I have a question about logarithmic functions. First, I am given the following function $f(x)$:
$f(x) = log_4(x)$
The question asks to apply the following series of transformations to the function $f(x)$:
Apply, to the graph of $f(x)$, a horizontal shift to move the graph left by $4$ units, then a vertical shift up by $8$ units, and lastly, a horizontal stretch by a factor of $5$, to produce the graph $p(x)$.
I did the following:
$p(x) = log_4(x) \rightarrow log_4(x+4) \rightarrow log_4(x+4)+8$
How do I apply the horizontal stretch? I know that a horizontal stretch of factor $5$
becomes must be placed into the function as a factor of $\frac15$ instead.
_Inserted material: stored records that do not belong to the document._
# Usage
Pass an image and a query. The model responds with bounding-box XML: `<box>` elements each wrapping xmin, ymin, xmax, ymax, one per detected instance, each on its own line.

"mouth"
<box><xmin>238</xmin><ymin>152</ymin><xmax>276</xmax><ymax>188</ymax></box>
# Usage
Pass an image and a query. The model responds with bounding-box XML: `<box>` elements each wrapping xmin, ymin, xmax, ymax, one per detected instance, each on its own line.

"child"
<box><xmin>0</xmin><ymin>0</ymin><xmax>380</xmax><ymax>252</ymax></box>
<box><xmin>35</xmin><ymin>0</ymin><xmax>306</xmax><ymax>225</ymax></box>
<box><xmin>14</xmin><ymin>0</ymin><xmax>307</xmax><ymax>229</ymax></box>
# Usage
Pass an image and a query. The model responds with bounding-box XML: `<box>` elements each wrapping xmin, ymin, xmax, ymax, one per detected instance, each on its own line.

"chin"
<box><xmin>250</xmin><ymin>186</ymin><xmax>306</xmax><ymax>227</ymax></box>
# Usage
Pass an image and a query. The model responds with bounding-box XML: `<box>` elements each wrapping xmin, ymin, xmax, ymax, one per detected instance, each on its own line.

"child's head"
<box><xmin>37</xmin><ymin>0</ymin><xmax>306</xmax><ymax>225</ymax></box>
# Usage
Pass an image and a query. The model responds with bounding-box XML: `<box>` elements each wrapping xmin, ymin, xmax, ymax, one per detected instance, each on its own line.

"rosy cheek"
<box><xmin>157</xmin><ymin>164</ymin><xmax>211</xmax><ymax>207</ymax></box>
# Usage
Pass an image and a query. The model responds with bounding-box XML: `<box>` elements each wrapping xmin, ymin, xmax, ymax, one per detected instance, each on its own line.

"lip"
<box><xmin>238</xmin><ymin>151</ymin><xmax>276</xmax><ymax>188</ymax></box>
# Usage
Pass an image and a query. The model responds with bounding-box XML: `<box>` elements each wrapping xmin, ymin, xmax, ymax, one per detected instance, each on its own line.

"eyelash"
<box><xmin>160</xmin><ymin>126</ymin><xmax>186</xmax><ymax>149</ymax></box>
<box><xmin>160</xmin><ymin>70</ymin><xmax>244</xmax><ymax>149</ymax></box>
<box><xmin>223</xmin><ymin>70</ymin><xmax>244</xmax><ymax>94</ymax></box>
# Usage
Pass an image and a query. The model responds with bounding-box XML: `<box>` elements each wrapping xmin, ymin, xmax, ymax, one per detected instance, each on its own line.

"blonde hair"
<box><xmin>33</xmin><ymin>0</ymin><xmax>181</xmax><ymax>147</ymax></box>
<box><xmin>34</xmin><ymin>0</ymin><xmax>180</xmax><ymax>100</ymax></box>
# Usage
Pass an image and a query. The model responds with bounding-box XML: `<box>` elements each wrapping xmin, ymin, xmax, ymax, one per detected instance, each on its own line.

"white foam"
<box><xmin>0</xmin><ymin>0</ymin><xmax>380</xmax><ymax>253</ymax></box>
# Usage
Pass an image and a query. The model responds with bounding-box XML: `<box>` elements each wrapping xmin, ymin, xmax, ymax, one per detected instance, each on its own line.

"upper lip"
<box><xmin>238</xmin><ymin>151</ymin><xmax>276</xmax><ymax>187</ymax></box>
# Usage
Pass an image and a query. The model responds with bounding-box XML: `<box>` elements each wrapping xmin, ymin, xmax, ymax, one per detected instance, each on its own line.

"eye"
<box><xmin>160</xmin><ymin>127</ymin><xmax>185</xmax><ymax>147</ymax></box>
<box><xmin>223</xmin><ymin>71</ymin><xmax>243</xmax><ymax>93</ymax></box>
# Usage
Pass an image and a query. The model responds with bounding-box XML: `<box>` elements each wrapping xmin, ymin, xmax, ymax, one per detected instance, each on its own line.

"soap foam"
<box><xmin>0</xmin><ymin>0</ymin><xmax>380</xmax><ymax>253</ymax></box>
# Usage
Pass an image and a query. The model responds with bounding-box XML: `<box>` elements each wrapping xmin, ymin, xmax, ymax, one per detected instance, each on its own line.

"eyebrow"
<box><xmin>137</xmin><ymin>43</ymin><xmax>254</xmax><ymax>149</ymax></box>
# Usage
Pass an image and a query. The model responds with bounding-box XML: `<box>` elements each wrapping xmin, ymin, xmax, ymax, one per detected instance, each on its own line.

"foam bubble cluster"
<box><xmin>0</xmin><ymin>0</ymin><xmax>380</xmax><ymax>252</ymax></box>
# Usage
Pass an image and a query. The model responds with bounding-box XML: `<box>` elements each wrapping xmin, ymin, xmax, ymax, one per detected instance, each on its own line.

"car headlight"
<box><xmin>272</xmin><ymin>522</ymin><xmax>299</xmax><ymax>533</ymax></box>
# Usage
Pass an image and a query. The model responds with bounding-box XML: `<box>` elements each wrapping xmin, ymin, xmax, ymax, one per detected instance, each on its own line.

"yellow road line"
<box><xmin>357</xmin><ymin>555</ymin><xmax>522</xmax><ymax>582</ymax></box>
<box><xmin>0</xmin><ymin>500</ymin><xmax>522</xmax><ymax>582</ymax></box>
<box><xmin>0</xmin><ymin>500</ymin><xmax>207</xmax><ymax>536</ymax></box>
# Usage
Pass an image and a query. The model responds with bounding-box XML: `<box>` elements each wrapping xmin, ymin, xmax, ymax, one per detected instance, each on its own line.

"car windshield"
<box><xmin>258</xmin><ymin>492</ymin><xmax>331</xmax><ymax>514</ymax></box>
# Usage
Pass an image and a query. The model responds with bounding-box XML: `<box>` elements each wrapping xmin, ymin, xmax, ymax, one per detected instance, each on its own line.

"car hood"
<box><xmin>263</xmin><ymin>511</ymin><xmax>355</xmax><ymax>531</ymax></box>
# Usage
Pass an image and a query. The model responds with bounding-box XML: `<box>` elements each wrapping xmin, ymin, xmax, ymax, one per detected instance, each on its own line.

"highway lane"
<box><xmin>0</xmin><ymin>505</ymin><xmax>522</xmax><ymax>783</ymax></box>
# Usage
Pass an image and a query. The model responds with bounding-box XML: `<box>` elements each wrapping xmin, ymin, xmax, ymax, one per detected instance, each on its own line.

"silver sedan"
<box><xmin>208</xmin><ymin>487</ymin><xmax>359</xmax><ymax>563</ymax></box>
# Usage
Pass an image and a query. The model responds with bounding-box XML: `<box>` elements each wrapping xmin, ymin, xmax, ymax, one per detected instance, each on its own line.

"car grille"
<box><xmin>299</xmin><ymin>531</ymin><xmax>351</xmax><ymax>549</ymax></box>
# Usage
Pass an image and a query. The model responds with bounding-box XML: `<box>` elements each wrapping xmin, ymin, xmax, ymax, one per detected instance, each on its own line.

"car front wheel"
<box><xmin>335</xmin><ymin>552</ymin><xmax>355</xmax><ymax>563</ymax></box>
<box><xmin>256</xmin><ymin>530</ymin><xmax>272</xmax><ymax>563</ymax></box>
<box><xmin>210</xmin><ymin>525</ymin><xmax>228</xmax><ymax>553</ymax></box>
So, should I do this:
$\rightarrow log_4(\frac15(x+4))+8 \rightarrow log_4(\frac15x+\frac45)+8$
or should I do this:
$\rightarrow log_4((\frac15x)+4)+8\rightarrow log_4(\frac15x+4)+8$
I am confused as to which one would be correct, and why?
Best Answer
You just apply the horizontal stretch to the $x$ term so $\log_4\left(\frac15x+4\right)+8$ is correct
As an illustration, in the graph below
and you can see that the point on the green line $(0,9)$ should not get stretched, and so is where the red and green lines cross.